As the years passed, there would be a gradual and steady increase in personal savings among younger workers in response to the expectation of a reduced Medicare benefit in retirement. At the same time, as retirees were subjected to gradually higher premiums based on their incomes, the general-fund subsidy for the program would decline, thus easing the implicit tax burden on working-age households. Although there is not a direct relationship between today's general-fund subsidies and the income-tax burdens placed on working Americans, a reduction in the subsidies would dramatically ease overall fiscal pressures, and certainly a tax reduction would be one possibility, thus perhaps offsetting to a degree the additional savings these households would need in order to pay for a higher proportion of their premiums in retirement.

Ultimately, there would come a time, perhaps in 30 years or so, when it would be possible to move fully to the redesigned Medicare program, as both workers and those entering Medicare coverage would have adjusted their expectations based on the new reality of the program's changed entitlement structure.

Other aspects of the redesigned program could proceed on a different, more-accelerated schedule. It should be possible to move quickly to a unified Medicare trust fund that combines all existing financing sources and program spending in one account. That would make the transition away from general-fund subsidization of the program more transparent, and set the stage for moving toward financing the program entirely from payroll-tax receipts.

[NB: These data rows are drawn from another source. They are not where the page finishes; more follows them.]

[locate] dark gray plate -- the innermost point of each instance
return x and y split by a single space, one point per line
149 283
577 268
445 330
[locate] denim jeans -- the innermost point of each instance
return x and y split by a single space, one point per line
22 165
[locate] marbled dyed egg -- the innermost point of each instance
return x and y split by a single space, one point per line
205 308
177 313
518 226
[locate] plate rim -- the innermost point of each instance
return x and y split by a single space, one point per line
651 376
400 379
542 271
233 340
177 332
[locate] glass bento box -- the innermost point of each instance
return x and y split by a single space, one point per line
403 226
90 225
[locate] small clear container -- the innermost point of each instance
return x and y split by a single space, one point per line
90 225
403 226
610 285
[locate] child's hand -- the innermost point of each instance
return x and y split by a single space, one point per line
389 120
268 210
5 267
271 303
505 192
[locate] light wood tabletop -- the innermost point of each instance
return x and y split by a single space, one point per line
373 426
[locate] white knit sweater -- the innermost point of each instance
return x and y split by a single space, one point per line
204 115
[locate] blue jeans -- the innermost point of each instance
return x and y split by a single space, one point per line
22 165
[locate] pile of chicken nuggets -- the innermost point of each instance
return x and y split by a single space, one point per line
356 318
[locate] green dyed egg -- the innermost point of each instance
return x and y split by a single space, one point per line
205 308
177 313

It should also be possible to move toward a unified insurance product for new beneficiaries relatively quickly, and to implement a version of the premium-support model of beneficiary choice and plan competition, as a gradual transition from today's Medicare Advantage program. These changes would bring immediate program improvements and reduced costs that would pave the way for the rebalancing of the relative shares of the total cost burden borne by working-age taxpayers and the beneficiaries in terms of premium payments.

A DURABLE MEDICARE

It is not possible to turn back the clock to 1965 and start over on Medicare. The program is deeply embedded in the lives of the American people, making any kind of abrupt change highly unlikely and unwise. But there should be no doubt that Medicare, as currently constructed, creates immense fiscal problems for the United States that will need to be addressed one way or another.

In recent years, many policymakers have advanced Medicare reforms to make the program operate more efficiently. A prominent reform plan is the premium-support concept, which is described and advocated here as well. But if there was a window of opportunity during which enacting premium support might have addressed the core of Medicare's long-term fiscal challenge, that time is behind us. The basic problem with Medicare is structural, and goes beyond its overemphasis on government management of health insurance. Put simply, the program provides far too much subsidization to households that earned middle-class and upper-middle-class incomes while working. Today, all working-age taxpayers are subsidizing the insurance premiums of these households, which is the primary reason the program is such an immense fiscal burden. 

However improbable it may first appear politically, it is possible to envision a different kind of Medicare structure, with less of its financing run through the federal budget but with still very tangible benefits that will be attractive for all seniors. That kind of program would be more sustainable, less burdensome on workers, and less distorting of U.S. health care. And because it would happen very gradually, the politics should not be unimaginable. Indeed, such changes are essential.

James C. Capretta is a resident fellow and holds the Milton Friedman Chair at the American Enterprise Institute. This essay is based on research sponsored by the Mercatus Center at George Mason University.